A computer-guided surgical navigation system has been reported to improve the accuracy of screw placement [5, 13, 16] but these systems are cumbersome and time-consuming and some, based on the preoperative CT imaging, have no utility following the reduction of a fracture and/or a dislocation. Furthermore, owing to their high cost and user unfriendliness, these systems are not installed in most hospitals. It is hoped that in the near future, a more accurate, user-friendly and real-time navigation system will be developed for clinical practice.

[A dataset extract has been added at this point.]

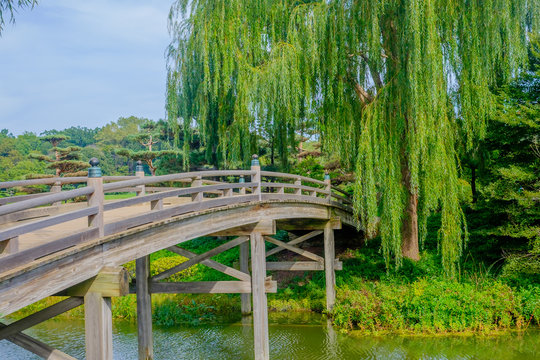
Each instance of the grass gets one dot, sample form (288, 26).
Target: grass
(416, 298)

We believe, as do surgeons with extensive clinical experience, that the best tool for providing safe and accurate pedicle screw placement is the spinal surgeons’ intimate knowledge of cervical anatomy [2, 15]. Owing to the possibilities of serious risks, this procedure should not be performed easily. Surgeons must select better procedure for each patient with cervical trauma, evaluating risks and benefits of each procedure.

Conclusions

In the present study, pedicle screw fixation provided good reduction, a high-fusion rate and relatively few complications. Of the 620 cervical pedicle screws, 57 (9.2%) demonstrated screw exposure and 24 (3.9%) pedicle perforation. Hence, using the fluoroscopy-assisted pedicle axis view technique for determining the appropriate pedicle screw entry point that coincides with the correct trajectory angle should improve the accuracy and safety in cervical pedicle screw placement.